4. In addition, COMT is responsible for processing certain phytonutrients (catechol-containing flavonoids). It's key to avoid overconsumption of these phytonutrients so as not to overwhelm a slow COMT, while at the same time keeping antioxidant levels high to limit oxidative damage.

  • For example, limit catechol-containing flavonoids including quercetin, rutin, luteolin, EGCG, catechins, Epicatechins, Fisetin, Ferulic acid, and Hydroxytyrosol. This includes foods like green tea, capers, cilantro, berries, and apples (see even more foods here.)
  • The following flavonoids don’t have the catechol structure, and therefore eating extra helpings of these may be more beneficial to those with low COMT activity: apigenin, genistein, chrysin, myricetin, and flavones (includes apigenin, tangeritin, chrysin, baicalein, scutellarein, wogonin). So focus on eating more of these foods (e.g., grapefruit, chamomile, onions, parsley, and celery.

5. A few other things to keep an eye on are exercise and calorie intake.

6. Lastly, avoid stress whenever possible.

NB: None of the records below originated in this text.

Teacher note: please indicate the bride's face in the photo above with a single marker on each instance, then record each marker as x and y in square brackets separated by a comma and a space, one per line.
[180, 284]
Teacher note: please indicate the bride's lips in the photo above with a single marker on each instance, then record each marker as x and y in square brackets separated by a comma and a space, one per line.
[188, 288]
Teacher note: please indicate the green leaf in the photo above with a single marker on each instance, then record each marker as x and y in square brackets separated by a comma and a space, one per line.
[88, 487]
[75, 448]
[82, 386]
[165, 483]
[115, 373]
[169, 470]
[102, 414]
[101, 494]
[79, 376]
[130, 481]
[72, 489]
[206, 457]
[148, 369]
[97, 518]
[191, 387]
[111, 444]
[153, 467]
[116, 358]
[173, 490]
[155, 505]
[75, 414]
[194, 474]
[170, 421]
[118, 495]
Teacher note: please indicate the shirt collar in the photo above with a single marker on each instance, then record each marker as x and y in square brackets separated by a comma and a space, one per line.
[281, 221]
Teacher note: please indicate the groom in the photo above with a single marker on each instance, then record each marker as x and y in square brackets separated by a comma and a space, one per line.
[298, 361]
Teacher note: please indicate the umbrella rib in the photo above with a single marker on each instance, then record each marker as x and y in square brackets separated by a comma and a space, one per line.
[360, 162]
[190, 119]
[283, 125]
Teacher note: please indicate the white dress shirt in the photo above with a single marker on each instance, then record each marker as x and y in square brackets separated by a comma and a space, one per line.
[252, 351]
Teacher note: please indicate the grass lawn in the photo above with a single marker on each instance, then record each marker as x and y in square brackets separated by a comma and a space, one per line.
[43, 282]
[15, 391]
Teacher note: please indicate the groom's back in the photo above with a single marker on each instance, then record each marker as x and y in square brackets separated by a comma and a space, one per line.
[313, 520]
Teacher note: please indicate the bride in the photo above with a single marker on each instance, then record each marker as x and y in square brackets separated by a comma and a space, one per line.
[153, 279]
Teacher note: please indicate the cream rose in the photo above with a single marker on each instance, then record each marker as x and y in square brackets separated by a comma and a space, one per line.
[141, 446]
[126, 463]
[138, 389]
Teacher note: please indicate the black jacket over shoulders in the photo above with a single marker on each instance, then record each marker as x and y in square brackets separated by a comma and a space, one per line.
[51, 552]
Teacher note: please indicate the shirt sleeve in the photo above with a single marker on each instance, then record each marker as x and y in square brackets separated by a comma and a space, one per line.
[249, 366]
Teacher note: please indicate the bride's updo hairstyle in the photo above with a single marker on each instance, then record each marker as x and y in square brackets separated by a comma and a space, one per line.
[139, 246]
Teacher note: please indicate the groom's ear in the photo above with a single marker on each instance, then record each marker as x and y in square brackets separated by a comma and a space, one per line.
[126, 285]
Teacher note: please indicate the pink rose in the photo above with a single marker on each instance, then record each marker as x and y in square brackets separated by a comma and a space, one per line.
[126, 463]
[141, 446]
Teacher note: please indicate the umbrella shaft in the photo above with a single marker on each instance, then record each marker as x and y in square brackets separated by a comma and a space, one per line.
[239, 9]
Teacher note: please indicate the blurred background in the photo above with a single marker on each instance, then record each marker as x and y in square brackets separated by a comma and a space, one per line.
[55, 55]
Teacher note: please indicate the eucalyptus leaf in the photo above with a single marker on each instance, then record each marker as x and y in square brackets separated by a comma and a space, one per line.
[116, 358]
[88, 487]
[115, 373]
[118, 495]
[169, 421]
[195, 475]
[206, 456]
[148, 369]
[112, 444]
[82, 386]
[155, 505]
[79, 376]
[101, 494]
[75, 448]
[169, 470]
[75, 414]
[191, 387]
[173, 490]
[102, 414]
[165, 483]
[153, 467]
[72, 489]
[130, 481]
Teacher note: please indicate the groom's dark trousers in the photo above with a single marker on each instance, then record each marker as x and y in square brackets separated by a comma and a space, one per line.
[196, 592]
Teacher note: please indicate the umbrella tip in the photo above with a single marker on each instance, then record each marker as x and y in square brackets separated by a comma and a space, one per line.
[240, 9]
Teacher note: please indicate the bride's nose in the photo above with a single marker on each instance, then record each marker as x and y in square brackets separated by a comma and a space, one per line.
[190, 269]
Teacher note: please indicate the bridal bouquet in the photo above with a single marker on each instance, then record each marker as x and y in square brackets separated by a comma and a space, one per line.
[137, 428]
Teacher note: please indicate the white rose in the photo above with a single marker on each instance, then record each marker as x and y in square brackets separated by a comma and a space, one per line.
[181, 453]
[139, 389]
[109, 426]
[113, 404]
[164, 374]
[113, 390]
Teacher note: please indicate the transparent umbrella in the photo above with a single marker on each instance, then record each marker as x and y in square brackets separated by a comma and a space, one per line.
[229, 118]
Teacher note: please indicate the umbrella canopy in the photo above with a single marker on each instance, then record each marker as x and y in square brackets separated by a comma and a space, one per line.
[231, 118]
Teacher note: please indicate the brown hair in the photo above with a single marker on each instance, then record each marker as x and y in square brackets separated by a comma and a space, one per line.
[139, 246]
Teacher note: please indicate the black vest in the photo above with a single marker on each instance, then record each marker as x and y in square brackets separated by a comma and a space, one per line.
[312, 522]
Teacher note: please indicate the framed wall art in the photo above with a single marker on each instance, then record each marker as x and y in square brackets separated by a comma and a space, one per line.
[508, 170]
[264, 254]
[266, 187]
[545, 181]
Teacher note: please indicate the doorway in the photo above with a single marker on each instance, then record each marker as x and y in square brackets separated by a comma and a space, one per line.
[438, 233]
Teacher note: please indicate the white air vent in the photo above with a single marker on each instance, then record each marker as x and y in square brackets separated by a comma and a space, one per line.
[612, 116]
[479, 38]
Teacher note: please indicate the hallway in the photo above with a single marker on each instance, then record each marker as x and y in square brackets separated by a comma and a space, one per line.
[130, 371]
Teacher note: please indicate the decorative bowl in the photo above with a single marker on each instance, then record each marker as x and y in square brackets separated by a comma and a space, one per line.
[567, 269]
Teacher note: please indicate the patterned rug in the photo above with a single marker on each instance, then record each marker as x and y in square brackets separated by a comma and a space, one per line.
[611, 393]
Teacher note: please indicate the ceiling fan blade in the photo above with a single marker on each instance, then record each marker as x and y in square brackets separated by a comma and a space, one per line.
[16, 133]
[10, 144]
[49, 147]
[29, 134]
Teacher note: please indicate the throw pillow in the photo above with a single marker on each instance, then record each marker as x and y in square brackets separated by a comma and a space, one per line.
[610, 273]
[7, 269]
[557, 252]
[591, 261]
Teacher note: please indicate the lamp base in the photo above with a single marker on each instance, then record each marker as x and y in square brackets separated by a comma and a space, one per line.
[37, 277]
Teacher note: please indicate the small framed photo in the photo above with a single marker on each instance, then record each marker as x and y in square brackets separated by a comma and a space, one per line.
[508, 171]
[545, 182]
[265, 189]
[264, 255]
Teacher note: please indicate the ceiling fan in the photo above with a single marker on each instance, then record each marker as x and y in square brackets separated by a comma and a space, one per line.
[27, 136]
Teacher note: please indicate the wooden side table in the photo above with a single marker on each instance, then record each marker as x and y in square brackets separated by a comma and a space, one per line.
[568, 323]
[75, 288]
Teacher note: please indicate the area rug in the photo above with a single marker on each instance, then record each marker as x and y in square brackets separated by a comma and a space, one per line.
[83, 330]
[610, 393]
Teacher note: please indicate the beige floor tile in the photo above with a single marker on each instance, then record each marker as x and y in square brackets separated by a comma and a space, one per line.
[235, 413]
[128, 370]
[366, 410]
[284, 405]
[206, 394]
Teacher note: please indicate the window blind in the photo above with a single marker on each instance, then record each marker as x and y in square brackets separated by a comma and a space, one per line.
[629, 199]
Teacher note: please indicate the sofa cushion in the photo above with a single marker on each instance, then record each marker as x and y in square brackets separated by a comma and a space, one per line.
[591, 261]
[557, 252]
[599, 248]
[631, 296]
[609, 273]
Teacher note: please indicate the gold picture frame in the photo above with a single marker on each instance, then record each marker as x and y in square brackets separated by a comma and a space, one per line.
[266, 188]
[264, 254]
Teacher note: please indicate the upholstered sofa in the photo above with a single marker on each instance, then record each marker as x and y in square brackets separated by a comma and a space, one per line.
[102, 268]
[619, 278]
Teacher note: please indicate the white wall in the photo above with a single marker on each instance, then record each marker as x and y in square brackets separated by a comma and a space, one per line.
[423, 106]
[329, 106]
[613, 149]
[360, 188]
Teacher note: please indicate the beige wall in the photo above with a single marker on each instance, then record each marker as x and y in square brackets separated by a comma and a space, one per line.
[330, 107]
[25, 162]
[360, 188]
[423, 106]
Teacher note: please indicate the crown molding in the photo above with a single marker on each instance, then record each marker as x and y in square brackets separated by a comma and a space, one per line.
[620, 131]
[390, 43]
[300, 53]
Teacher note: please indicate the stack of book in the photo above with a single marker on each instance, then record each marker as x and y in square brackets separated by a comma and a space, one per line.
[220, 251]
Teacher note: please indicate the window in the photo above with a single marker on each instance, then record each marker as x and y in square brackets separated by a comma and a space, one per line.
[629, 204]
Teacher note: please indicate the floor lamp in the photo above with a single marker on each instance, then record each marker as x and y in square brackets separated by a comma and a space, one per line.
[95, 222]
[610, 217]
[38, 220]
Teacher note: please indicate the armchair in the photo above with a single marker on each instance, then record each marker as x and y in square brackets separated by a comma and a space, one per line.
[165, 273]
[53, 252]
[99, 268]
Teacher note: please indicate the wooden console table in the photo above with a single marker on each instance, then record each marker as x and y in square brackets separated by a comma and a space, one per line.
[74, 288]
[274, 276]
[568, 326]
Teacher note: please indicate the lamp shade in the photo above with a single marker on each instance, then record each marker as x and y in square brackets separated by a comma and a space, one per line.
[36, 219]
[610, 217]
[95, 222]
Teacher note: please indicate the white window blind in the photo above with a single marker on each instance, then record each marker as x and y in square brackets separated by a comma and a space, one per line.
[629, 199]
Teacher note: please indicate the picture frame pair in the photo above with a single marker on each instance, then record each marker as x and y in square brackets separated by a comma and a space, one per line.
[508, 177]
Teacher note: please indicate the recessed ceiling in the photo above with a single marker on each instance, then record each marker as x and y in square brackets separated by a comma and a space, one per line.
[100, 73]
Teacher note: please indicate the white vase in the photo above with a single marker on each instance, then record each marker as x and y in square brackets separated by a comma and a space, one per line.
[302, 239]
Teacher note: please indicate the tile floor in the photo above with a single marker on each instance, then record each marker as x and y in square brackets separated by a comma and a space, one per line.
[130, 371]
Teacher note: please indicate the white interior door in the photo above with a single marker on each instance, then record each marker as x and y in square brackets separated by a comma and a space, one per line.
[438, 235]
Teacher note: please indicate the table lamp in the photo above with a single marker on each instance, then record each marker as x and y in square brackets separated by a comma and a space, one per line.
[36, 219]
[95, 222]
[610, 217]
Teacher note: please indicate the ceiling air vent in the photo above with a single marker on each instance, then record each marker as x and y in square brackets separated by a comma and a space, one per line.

Note. There are not many known ways to increase COMT activity, so avoiding anything that inhibits COMT activity is key to recovering from COMT-related issues.

Other things to do

Regardless of our genes, we can all benefit from improving liver detox, which helps reduce stress on the body. We can do this through any of the aforementioned techniques but also by supporting other genes that aid Phase 2 detox. For example, cruciferous vegetables, citrus foods, and bioactive compounds induce UGT enzymes, which aid Phase 2 detox. Animal studies also suggest benefits of other foods and nutrients, including dandelion, rooibos tea, honeybush tea, rosemary, ellagic acid, ferulic acid, curcumin, and astaxanthin.

In sum

When I discovered I had issues with Cytochrome P450 genes, GST genes, MTHFR, and COMT, it didn't scare me—it gave me hope. I had been struggling with strange health issues my entire life—issues that eventually snowballed into a year-long unidentifiable, unexplainable sickness that I just couldn't kick. When I found out I had these toxic genes, I finally had a path forward.

I started doing research, learned all the things I just shared with you, and started living and eating for my genes. I moved away from a polluted city, stressful lifestyle, and moldy apartment. I stopped going to the gym and instead went for short, calming walks. I stopped eating vegetarian and instead ate a variety of meats to ensure I was getting enough B vitamins. And I stopped consuming green tea and other "healthy veggies" that were bogging down COMT and instead ate potato, citrus fruits, and veggies that support detox.

Finally, I turned a corner. One by one, my symptoms started to ebb. And as long as I stick to my gene-healthy diet and lifestyle, I feel better each day. That's the power that eating for your genes can have on well-being.